Seferi olduğumuz bir gün camiye girdiğimizde, imamın son rek'atın secdesinde olduğunu görerek imama iktidâ ettik. Sonradan namazı dört rek'at olarak tamamlamamıza rağmen, "Acaba iki rek'at mı tamamlamalıydık?" sorusu kafama takıldı. İmama uyanın tam kılacağını fıkıh kitaplarında okumuştuk. Peki bu gibi seferi olan mesbukun durumu nedir? Tşk.

******* 

İmam muqîm, mesbûk seferî olursa namazını nasıl kılar? 

Malumunuz mukîm, müsafire; müsafir de mukîme uyabilir. Müsafir imam iki rek’atın sonunda selâm verince, mukîm olan mesbuk kalkar -sağlam görüşe göre- kıraatta bulunmaksızın namazını tamamlar… Şayet yanılırsa sehiv secdesi de etmez. Çünkü bu mukîm, bir lâhik mesabesindedir.
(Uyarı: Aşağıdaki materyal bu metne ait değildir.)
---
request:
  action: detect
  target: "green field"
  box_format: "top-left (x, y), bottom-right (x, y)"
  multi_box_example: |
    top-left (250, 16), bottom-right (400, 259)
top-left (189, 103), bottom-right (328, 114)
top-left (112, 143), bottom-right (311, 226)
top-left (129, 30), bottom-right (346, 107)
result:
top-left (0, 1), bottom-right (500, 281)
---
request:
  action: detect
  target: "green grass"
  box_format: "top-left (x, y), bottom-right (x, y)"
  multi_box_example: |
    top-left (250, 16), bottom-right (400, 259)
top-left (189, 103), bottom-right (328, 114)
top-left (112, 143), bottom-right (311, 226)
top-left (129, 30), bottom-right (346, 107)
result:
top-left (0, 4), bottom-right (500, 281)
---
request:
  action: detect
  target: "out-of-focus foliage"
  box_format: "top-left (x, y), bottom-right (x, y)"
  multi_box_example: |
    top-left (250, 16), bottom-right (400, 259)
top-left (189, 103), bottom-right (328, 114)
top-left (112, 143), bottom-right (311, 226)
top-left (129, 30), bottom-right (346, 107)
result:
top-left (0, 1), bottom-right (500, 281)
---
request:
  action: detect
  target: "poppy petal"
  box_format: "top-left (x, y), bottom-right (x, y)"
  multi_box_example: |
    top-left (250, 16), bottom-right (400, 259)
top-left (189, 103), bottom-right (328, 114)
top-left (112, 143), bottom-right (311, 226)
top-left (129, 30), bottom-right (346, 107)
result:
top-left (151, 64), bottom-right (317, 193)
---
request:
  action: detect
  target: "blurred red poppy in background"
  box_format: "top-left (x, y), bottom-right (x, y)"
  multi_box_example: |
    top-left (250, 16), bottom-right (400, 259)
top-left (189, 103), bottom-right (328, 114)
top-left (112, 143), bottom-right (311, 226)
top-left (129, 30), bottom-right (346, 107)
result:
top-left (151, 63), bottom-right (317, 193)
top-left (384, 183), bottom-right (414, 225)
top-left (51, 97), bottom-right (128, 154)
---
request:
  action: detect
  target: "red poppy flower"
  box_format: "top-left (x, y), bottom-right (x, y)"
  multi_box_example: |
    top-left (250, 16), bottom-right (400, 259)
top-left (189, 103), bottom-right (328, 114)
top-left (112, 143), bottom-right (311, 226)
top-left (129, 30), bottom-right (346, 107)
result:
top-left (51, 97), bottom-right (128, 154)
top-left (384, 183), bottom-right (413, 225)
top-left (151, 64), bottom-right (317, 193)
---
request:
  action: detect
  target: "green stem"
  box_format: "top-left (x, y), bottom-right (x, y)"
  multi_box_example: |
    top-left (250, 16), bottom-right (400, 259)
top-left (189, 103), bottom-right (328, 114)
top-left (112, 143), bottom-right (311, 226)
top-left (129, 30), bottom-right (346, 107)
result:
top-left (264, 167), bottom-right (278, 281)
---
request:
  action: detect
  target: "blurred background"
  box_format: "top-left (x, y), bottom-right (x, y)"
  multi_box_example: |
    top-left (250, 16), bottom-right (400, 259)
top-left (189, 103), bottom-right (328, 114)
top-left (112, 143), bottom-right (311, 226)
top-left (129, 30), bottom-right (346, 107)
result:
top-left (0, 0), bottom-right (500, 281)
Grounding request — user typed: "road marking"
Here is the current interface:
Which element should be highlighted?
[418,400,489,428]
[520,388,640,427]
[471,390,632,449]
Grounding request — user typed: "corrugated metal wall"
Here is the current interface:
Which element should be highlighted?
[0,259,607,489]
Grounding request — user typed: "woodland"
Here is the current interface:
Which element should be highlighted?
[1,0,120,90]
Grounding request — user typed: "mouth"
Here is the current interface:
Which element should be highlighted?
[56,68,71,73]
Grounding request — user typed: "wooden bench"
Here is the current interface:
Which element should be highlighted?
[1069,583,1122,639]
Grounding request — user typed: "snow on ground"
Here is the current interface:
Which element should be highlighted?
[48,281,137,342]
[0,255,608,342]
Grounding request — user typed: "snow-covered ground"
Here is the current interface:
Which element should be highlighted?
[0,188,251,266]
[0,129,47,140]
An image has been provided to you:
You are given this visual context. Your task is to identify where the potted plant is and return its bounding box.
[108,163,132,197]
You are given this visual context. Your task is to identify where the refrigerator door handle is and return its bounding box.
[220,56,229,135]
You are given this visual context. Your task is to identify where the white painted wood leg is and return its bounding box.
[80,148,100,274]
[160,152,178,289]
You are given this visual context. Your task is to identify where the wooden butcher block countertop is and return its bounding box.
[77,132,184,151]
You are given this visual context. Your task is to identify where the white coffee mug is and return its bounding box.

İmam olan müsafirin namazdan önce "Ben seferîyim, siz namazlarınızı tamamlayın" demesi müstehaptır 

Yolcu ise ancak vakit içinde mukîme uyabilir.

 Bu durumda dört rek’atlı bir farz namazını mukîm gibi tam olarak kılar.

 İmama vakit içinde uymakla farz namazı iki rek’attan dört rek’ata dönüşmüş olur.

 İbn Abbas (r.anhuma), “Seferî'nin durumuna ne dersiniz? Yalnız başına kılınca iki rek’at, mukîm(e uymuş) olarak dört rek’at kılıyor?" sorusuna; "Bunu yapmak sünnettir" cevabını vermiştir" [ez-Zühayli, el-Fıkhu'l-İslâmî ve Edilletühuu, Dimaşk 1405/1985, II, 335]

İmam Nâfi' (rh.) şöyle demiştir: "İbn Ömer seferî olduğu zaman imamla birlikte kılınca dört rek’at kılar, yalnız başına kıldığı zaman ise iki rek’at kılardı." [ez-Zühaylî, a.g.e., II, 335]

Netice; seferî olan bir kişi imama uyduktan sonra, müdrik de olsa, lâhık da olsa mesbuk da bulunsa namazını dörde tamamlar.